Once per year, the BLS benchmarks its payroll estimates against state unemployment insurance filings, which last year saw a significant drop in the previously-reported payroll employment levels. 

In the benchmark revision for the year beginning March 2009 (printed in 2010), the net effect of the BLS revision was an upward adjustment to the number of jobs losses during the recession of 900,000 jobs.  When the BLS first announced the massive 2009 benchmark revision, in effect the statement indicated that the underlying assumptions to the Birth-Death Model were missing certain jobs losses and it is not a reliable indicator.  The BLS’s model assumes that jobs created by start-up companies have more than offset jobs lost by companies going out of business.  So for the BLS this becomes their equivalent of a fudge factor; the ability to make the employment situation appear better than it really is.  We will be following up with a more in depth analysis of this effect early next week.

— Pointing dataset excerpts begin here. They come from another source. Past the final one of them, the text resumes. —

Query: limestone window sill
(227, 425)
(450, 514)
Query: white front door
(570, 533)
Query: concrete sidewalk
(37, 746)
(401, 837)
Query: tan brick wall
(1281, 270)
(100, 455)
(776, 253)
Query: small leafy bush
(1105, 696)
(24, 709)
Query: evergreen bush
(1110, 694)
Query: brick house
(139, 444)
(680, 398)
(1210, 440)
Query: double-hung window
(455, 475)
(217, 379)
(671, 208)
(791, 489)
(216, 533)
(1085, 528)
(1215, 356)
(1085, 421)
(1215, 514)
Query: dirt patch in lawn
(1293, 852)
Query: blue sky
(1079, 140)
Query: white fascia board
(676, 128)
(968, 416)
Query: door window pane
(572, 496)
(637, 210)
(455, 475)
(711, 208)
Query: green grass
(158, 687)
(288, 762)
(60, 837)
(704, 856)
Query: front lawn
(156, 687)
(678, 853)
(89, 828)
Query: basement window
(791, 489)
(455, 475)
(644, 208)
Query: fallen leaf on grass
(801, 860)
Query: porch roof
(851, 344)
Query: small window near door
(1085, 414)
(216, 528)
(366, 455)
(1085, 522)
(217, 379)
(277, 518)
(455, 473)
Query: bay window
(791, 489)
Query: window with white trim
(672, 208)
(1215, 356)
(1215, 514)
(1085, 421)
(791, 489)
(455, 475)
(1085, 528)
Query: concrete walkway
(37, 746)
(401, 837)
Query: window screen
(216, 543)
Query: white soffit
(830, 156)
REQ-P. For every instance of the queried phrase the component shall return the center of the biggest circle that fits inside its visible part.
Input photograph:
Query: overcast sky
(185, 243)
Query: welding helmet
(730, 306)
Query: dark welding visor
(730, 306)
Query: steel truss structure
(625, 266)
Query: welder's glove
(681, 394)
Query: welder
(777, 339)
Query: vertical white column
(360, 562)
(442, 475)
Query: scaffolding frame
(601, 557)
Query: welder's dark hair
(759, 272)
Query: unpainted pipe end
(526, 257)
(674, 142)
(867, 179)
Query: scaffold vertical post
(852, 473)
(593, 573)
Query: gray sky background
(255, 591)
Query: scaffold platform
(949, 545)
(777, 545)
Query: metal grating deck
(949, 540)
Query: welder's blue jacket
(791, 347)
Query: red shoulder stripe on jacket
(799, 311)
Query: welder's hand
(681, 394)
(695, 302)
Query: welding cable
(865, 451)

So far this year, the model has created an average of 53,000 jobs per month, including 115,000 jobs this month.  In this economy, it is interesting that the bias has been positive and not negative!  While there is no shortage of misinformation being broadcast through the media, the government seems to be a fully engaged participant.

With the September payroll numbers, the BLS is scheduled to publish its initial estimate of the benchmark revision for March 2010; once again we are likely to learn that the BLS got it wrong again and hundreds of thousands of people lost their jobs that we did not know about. 

Knowing how flawed the Birth/Death model is flawed, backing out the 115,000 of addition jobs this month, the non-farm payroll number would be closer to -169,000; worse than consensus and acceleration from last month's loss of -131,000. 

We just bought the TLT exchange-traded fund.   If the hope that unemployment is meaningfully improving and housing is stabilizing, we’ll be a buyer of the long end of the bond market on associated weakness.

Housing is not improving and unemployment situation is not either.